One recalls that two years ago, Portia Simpson Miller led the Opposition to Parliament under similar circumstances and demanded that Bruce Golding and his fellow parliamentarians end their recess and attend to the people's business.
Aside from the fact that the Parliament needs to seriously consider ways to advance the economic position of the country, The Gavel is yet to get the feeling that Finance Minister Dr Peter Phillips has a handle on the major matters.
Phillips had delayed the tabling of the Budget in March, saying, among other things, that he would take it to the Parliament the same time the White Paper on tax reform is being laid. History will recall that the Budget was tabled in May, and except for a report from the committee on taxation, it appears no progress has been made on the issue of tax reform.
Finance Minister Phillips ought to be embarrassed that he has not been able to get the White Paper to Parliament some four months after it was promised. At the very least, it indicates that he, Simpson Miller, and the rest of the Cabinet continue to fiddle while consumer confidence and the net international reserves sink into an abyss.
It is an open secret that Jamaica's economy will not turn the corner unless the country is able to ink a deal with the International Monetary Fund. But getting such an agreement in place requires that the Government take prior action on critical issues such as tax and pension reform, as well as public-sector rationalisation.

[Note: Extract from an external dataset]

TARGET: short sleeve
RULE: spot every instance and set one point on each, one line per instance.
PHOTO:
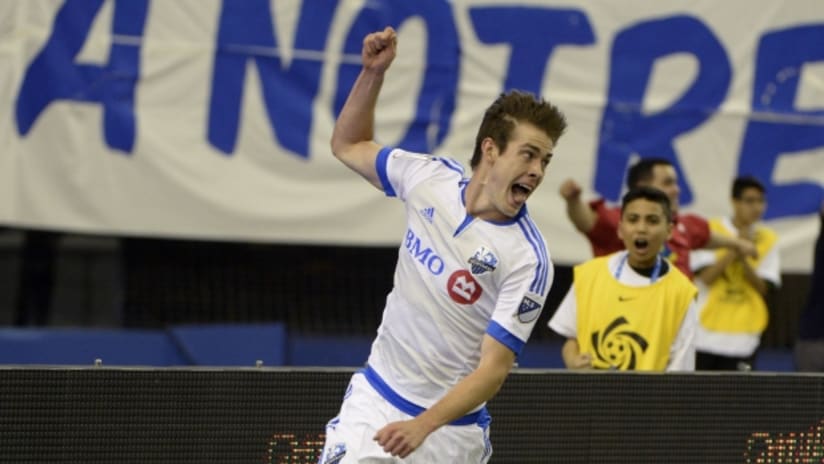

Even before she took the oath of office as prime minister, Simpson Miller pledged to honour the confidence of the Jamaican people by working "unswervingly to achieve the desired growth, development, and to lift the standard of living in Jamaica.
"We have a serious responsibility to the country. We do not intend for government and governance to continue the same way as it was with Mr Golding," Simpson Miller said.
REMEMBER THESE QUOTES?
The Gavel wishes to remind Simpson Miller of the charge she gave to her ministers and ministers of state at their swearing-in in January.
"We will have to work hard and long. Ministers, ministers of state, you know me. I can go all day, all night without ceasing, so you know what is required of you. Now is not the time for joking, no time for enjoyment," Simpson Miller said.
"The Jamaican people placed their dreams, their hopes and their aspirations in our hands. We now have a responsibility to fulfil, on their behalf, our obligations," Simpson Miller said.
"You have a serious responsibility. You have no time. Get to your offices now and start the ball a-rolling. We have no time. The interest of the Jamaican people must be kept in front of each and everyone of us. On to the work, now, to your offices, and get the ball rolling," the prime minister stressed.
We wonder what would be the response of Jamaicans if they were asked, "Are you better off now than you were eight months ago?" For sure, we don't expect the Simpson Miller administration to have moved heaven and earth in the little time they have been in office.